Com sua carroça fechada eo cachorro Pégaso descansando junto à carga mesmo sob os titubeios do trajeto, Romani respirou fundo e prosseguiu ao redor da praça. Reviu a feira, o hospital e as casinhas da rua principal tomada de pesar: tudo estava remendado, muitas janelas encontravam-se ainda fechadas com tábuas, e mesmo as construções que haviam retomado suas funções se mostravam ainda em pesada reforma. O mais intenso soco no estômago veio, porém, quando Romani finalmente conseguiu avistar a igreja. Ainda de longe conseguiu notar que o amarelo da pintura estava descascado e escurecido. Viu as abóbadas acima das janelas parcialmente destruídas. Viu que na torre não havia mais nenhum sino: este provavelmente havia despencado quando as labaredas alcançaram as cordas que o sustentavam. Em sua totalidade, a igreja de Willinghill agora nada mais era do que um prédio obscuro e completamente inexpressivo.
Parando a carroça bem diante da igreja, Romani desceu da guia e endireitou as roupas e os cabelos, os quais mantinha presos para trás em um volumoso rabo-de-cavalo.
—Pégaso, fique aqui quietinho – disse na direção do cão que mantinha-se ainda deitado e que apenas moveu uma das orelhas em sinal de atenção, sem qualquer intenção de levantar. – Logo estarei de volta.

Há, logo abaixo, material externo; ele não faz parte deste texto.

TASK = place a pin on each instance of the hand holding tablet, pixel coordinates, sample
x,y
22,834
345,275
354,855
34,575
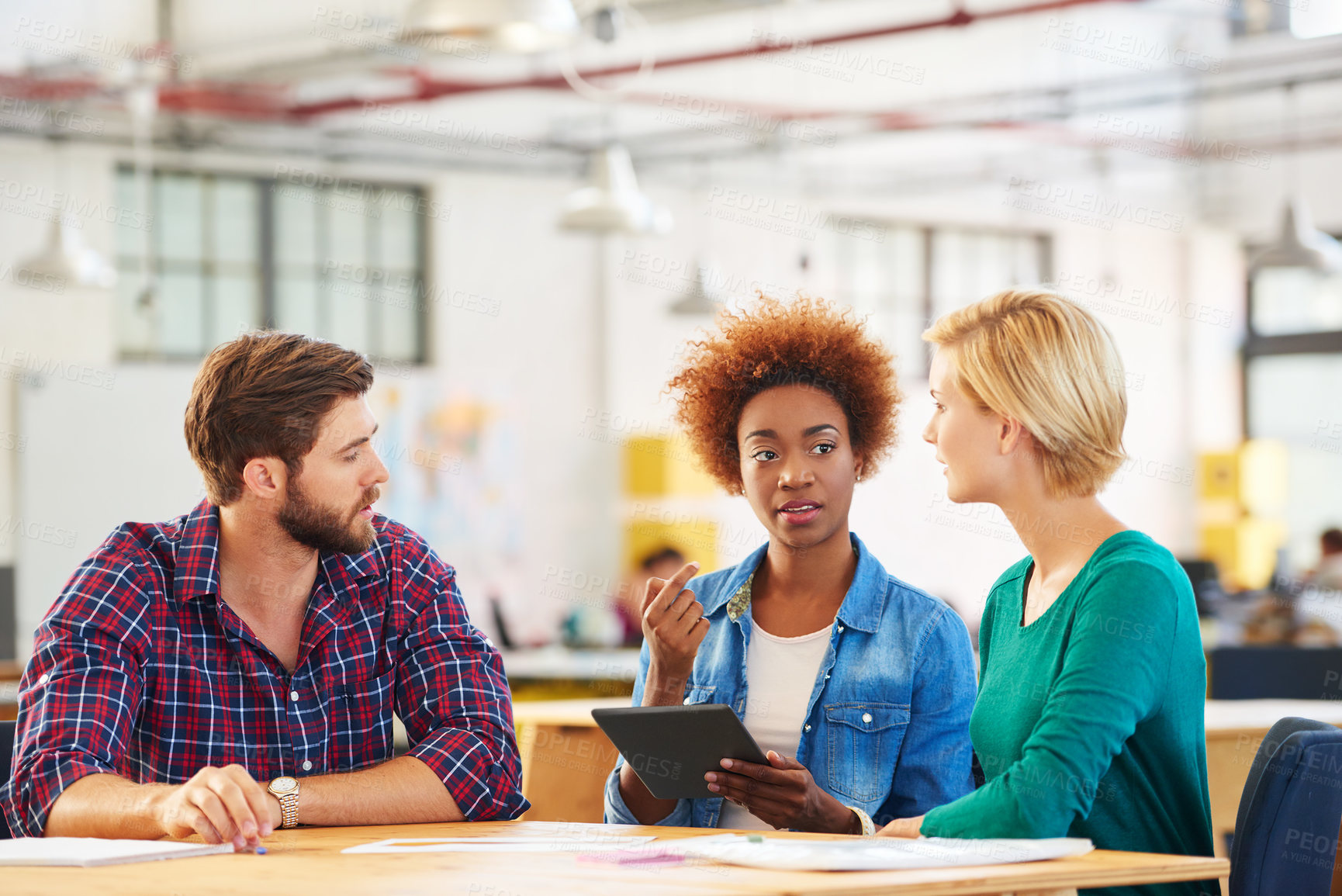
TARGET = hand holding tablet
x,y
673,747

Depois do aviso, Romani avançou alguns passos e se viu parada diante da igreja. Mirou em algumas direções diferentes, notando janelas ainda estilhaçadas e uma porta principal – que parecia já ter sido substituída – parcialmente aberta. Esforçando para escutar algo, ela percebeu ruídos e batidas rítmicas vindas do lado de dentro, e sem qualquer tipo de autorização, impulsionou a barreira de madeira com uma das mãos. Quando a porta abriu espaço suficiente, a visitante viu cerca de uma dúzia de homens espalhados pelo interior da pequena construção. Todos eram homens robustos, de braços e expressões fortes, e dividiam-se em inúmeras tarefas diferentes. Alguns batiam pregos em largas porções de madeira escura na visível reconstrução dos bancos. Outros rebocavam as paredes com uma massa grossa e cinzenta, enquanto os demais realizavam tarefas menores como transportar as ferramentas e entregá-las aos que eram mais capazes de usá-las. Depois de examinar o rosto de cada um deles sem que notassem sua presença, Romani não encontrou nenhuma das duas pessoas a quem procurava. Assim, se fez vista através de três batidas na porta, ação que instantaneamente fez com que todos os homens se virassem para encará-la.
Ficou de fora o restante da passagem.